General Discussion
In reply to the discussion: No, Obamacare Wasn't a "Republican" Proposal [View all]mike_c
(36,281 posts)Lemieux splits hairs until they're unrecognizable, but they're still hairs. After agreeing with most of Moore's criticisms and suggestions for improvement, he disputes the ACA's Heritage Foundation lineage by pointing to the differences between the conservative proposal and the ACA while papering over as insignificant the fundamental similarity that defines the ACA and makes it different from most other industrial democracies' approach to universal access to health care-- the individual mandate to BUY COMMERCIAL HEALTH INSURANCE and insure the profitability of the insurance industry.
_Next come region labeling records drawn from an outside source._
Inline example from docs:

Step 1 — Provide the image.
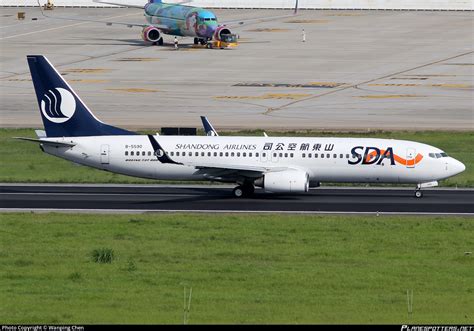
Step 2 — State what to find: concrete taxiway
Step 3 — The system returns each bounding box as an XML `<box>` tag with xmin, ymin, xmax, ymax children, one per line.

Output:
<box><xmin>0</xmin><ymin>184</ymin><xmax>474</xmax><ymax>216</ymax></box>
<box><xmin>0</xmin><ymin>8</ymin><xmax>474</xmax><ymax>130</ymax></box>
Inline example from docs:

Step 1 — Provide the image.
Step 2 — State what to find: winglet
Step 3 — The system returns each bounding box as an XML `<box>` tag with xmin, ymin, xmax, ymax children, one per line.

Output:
<box><xmin>201</xmin><ymin>116</ymin><xmax>219</xmax><ymax>136</ymax></box>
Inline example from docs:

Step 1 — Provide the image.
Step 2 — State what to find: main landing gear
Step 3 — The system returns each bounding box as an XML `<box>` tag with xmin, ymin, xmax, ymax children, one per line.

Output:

Yes, perhaps they are "only really alike" in that respect. That is because neither was designed to put patient care first, rather both were designed to maintain corporate profits first-- the ACA includes some mitigating requirements, like the proportion of premiums that must serve patient needs, and elimination of preexisting conditions clauses-- but it is fundamentally similar to the Heritage Foundation's intent to produce a plan that buttressed the status quo in the land of inaccessible health care and to Romneycare, which was presumably thought to improve its bipartisan chances of passage (a serious mistake in my view, since undermining or repealing it has been a partisan republican rallying cry from the very beginning).